When I interviewed gay rights activists in Azerbaijan this November, they, too, were concerned about Russia’s role in fomenting anti-LGBTQ+ politics. One activist noted that anti-LGBTQ+ Azerbaijani politicians were adapting Russian talking points. He feared that, should Azerbaijan need to curry favor with Moscow in the future, the Azerbaijani LGBTQ+ community would be persecuted to please the Kremlin.

In Serbia, Russian influence has also fused with local anti-LGBTQ+ politics. When EuroPride was held in Belgrade this September, thousands of Serbian ultranationalists and orthodox leaders organized counter-protests, often carrying Russian flags and symbols. In one protest, they paraded a 500-meter-long Russian flag through the capital while encouraging everyday Serbians to beat LGBTQ+ people with weapons.

The Serbian government, which is increasingly allying with Russia, initially canceled EuroPride. After intense pressure from the EU, it relented at the last minute and allowed the event to continue, with the protection of thousands of police officers. As a journalist attending EuroPride in person, the contrast was stark: Russian-aligned crowds wanted to beat me, while EU politicians marched in solidarity beside me.

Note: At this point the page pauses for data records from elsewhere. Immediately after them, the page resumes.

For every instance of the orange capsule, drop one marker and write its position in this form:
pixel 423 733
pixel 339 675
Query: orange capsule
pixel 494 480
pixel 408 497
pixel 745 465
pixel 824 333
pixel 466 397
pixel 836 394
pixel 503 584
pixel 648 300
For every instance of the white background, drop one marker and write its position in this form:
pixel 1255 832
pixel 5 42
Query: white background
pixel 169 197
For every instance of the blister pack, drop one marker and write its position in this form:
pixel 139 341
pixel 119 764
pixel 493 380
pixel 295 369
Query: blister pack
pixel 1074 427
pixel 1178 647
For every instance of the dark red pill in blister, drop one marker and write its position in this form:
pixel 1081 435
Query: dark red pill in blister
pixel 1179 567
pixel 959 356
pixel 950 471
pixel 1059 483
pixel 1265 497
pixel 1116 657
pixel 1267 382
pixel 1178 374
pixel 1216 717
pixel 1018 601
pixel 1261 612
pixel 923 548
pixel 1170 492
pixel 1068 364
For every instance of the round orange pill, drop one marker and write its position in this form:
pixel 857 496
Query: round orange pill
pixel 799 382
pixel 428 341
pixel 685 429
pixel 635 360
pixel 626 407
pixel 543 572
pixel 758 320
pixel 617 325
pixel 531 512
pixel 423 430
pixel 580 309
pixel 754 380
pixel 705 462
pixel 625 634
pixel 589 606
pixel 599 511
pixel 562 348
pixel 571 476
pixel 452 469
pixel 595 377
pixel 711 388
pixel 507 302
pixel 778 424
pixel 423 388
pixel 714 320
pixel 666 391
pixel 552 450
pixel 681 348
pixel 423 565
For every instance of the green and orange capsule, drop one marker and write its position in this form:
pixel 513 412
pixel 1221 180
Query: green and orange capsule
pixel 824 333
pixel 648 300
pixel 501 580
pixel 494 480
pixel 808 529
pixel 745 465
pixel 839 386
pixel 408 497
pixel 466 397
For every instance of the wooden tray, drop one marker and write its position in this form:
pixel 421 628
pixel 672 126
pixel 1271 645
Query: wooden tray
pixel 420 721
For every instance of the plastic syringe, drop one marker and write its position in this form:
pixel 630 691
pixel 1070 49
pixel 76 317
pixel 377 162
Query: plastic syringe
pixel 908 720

Not all homophobia in Eastern Europe can be traced back to Russian influence. Poland, for example, has implemented anti-gay laws under its current right wing government, which has also elicited condemnation from the EU.

Amid this rising tide of anti-LGBTQ+ hate and Russian influence, Ukraine stands as a rare and much-needed beacon of progress. Ukraine’s firm commitment to Europeanization has transformed the country’s legal and social landscape in an astonishingly short period of time. Just ten years ago, a Russian-influenced government wanted to ban LGBTQ+ activism. Today, Ukraine’s parliament is passing new anti-discrimination laws while exploring legal recognition of same-sex partnerships – all amid a war.

Russia’s invasion has only made Europeanization more popular in Ukraine – to adopt modern European values and reject the “Russian world” is now not a matter of taste, but of survival.

No wonder Putin feels so angry and threatened.

Should Ukraine have its victory, it will be a catastrophe for Russia’s “traditional values” foreign policy. The heart of Eastern Europe will be occupied by a large nation that sees LGBTQ+ people as humans, not moral threats. Kyiv will demonstrate that acceptance of gender and sexual minorities is compatible with Eastern European life. The intolerance of Belarus, Poland, Hungary, and Serbia will finally have a major counterweight.

And what if Ukraine falls? Its LGBTQ+ activists will be executed, and its anti-discrimination laws repealed. LGBTQ+ life will be shoved back into the closet at the point of the gun. The suffocating miasma of oppression will seep westward from Moscow, across Eastern Europe, until, behind a new iron curtain, every queer caress, every kiss, and tear, and embrace, will be done in darkness.